İslam alemi için yüce Peygamberimizin semaya, yüce alemlere ve ilahi huzura yükseldiği gece olması sebebiyle oldukça anlamlı ve önemli bir yeri olan Miraç Kandili, yarın idrak edilecek. Kandil öncesinde, Peygamberimiz Hz. Muhammed'in Miraç Gecesi'nde yaşadıkları ile miraca yükselişi ve gördüklerine ilişkin detaylar araştırılarak öğrenilmek isteniyor.
Hz. Muhammed'in Miraç Gecesinde, yüze Allah'ın davetiyle semaya yükseldiği miraç gecesinde yaşadıklar ve miraca yükselişi ile gördüklerine ilişkin detaylar şöyle;
İslam inancına göre, Hazreti Muhammed bir gece Allah'ın daveti üzerine Cebrail Aleyhisselam'ın rehberliğinde Mescid-i Haram'dan Mescid-i Aksa'ya, oradan semaya, yüce alemlere ve ilahi huzura yükseldi.
"İsra ve Miraç mucizesi" ismiyle anılan bu olay, Kur'an-ı Kerim'de İsra ve Necm surelerinde ifade ediliyor. "İsra olayı", Hazreti Muhammed'in bir gece Mekke'den Kudüs'e, "Miraç olayı" ise gökler ötesine yaptığı yolculuğa deniliyor.
İslam kaynaklarına göre, Mekke'den Medine'ye hicretten bir sene önce yaşanan "İsra ve Miraç" olayı Allah'ın, Hazreti Muhammed'in Mekke'de gördüğü eziyetlere karşı bir tesellisi olarak kabul ediliyor.
Miraç gecesinde beş vakit namaz farz kılındı, Allah'a şirk koşmayanların bağışlanacağı müjdesi verildi ve "Amenerrasulü" diye başlayan Bakara Suresi'nin son iki ayeti vahyedildi.
Ayrıca bu gece Allah, Hazreti Muhammed'e İsra Suresi'nde de yer alan insanın yaşama hakkını, şeref ve haysiyetini korumayı, toplumun huzur ve güvenini sağlamayı amaçlayan ahlak ve fazilet düsturlarını bildirdi.
Müslümanlara Miraç Kandili'nde, namaz borcu olanların kılabildiklerince namaz kılması, namaz borcu olmayanların ise nafile namaz kılması, Kur'an-ı Kerim okuması, istiğfar ve dua etmesi tavsiye ediliyor.
Diyanet İşleri Başkanlığı Din İşleri Yüksek Kurulu Uzmanı Halil Kılıç, AA muhabirine yaptığı açıklamada, "İsra" olayı sırasında Hazreti Muhammed'in eşsiz yolculuğunun ilk durağı olan Mescid-i Aksa'da peygamberler topluluğuna namaz kıldırdığını ifade etti.

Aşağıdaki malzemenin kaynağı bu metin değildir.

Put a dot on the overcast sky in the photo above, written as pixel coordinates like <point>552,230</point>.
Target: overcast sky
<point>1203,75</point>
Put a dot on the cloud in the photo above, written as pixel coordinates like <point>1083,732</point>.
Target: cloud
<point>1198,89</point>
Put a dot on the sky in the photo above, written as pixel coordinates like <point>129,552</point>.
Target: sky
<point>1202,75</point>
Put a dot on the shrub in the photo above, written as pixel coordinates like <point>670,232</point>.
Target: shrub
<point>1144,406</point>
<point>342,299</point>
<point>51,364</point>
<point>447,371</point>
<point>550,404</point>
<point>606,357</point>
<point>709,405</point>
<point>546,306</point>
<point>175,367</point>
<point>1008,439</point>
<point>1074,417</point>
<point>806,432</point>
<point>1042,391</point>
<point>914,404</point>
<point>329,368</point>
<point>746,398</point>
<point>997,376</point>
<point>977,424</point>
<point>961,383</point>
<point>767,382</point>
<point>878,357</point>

Hazreti Muhammed'in "Miraç" olayında ise göğün her bir tabakasında peygamberlerle görüştüğünü, cennet ve cehennemin de yine bu sırada gösterildiğini aktaran Kılıç, Hazreti Muhammed'in bu kutlu yolculuktan bazı hediyelerle ümmetine döndüğünü söyledi.
Kılıç, İsra ve Miraç mucizesindeki Müslümanlara yönelik derslere değinerek, şunları kaydetti:
"Mekke ve Taif'in ileri gelenlerinin Hazreti Peygamber'e sırt çevirdiği bir zamanda Yüce Allah, İsra ve Miraç mucizesini yaşatmak suretiyle elçisini yalnız bırakmadığını ve onu destekleyeceğini göstermiştir. İşte bu noktada müminlere düşen ilk vazife Amenerrasulü'de bildirildiği üzere 'Allah ne güzel dosttur. O ne güzel yardımcıdır.' demek ve en zor zamanlarında bile sabrederek ve mücadele azmini kaybetmeyerek Allah'ın kendileriyle beraber olduğuna ve yardımını onlardan esirgemeyeceğine yürekten inanmaktır."

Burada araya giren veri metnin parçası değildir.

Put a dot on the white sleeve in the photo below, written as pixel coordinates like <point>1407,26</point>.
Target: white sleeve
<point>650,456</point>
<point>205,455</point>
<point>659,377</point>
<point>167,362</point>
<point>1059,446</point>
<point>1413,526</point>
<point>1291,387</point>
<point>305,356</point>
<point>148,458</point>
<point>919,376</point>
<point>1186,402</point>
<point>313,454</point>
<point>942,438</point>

İsra ve Mirac hadisesinde, Mescid-i Haram ve Mescid-i Aksa mescitlerinin iki önemli figür olarak ön plana çıktığını vurgulayan Kılıç, "Bu da Müslümanların kıyamet kopana kadar bu iki kutsal mekanın izzet ve onurunu ayakta tutmak için canla başla çalışmaları gerektiğine işaret etmektedir." diye konuştu.
Hazreti Muhammed'in kutsal yolculuğundan beş vakit namaz hediyesiyle de döndüğünü hatırlatan Kılıç, şunları söyledi:
"Miraç hadisesi, Hazreti Peygamber'in en sıkıntılı ve üzüntülü zamanında meydana gelmiştir. O, moral ve motivasyon bulduğu bu eşsiz Miraç tecrübesini, hediye olarak getirdiği günde beş vakit namaz ile her bir Müslümanın da yaşama imkanının olduğunu göstermiştir. Bundan dolayı namaz müminin miracı kabul edilmektedir. Öyleyse Müslümanlar, namazı günde beş vakit Yüce Allah ile görüşme fırsatı olarak bilmeli, gerçek huzura servet, şöhret ve şehvetle değil, sadece Allah'ın huzuruna durmakla ulaşılabileceğini idrak etmelidirler."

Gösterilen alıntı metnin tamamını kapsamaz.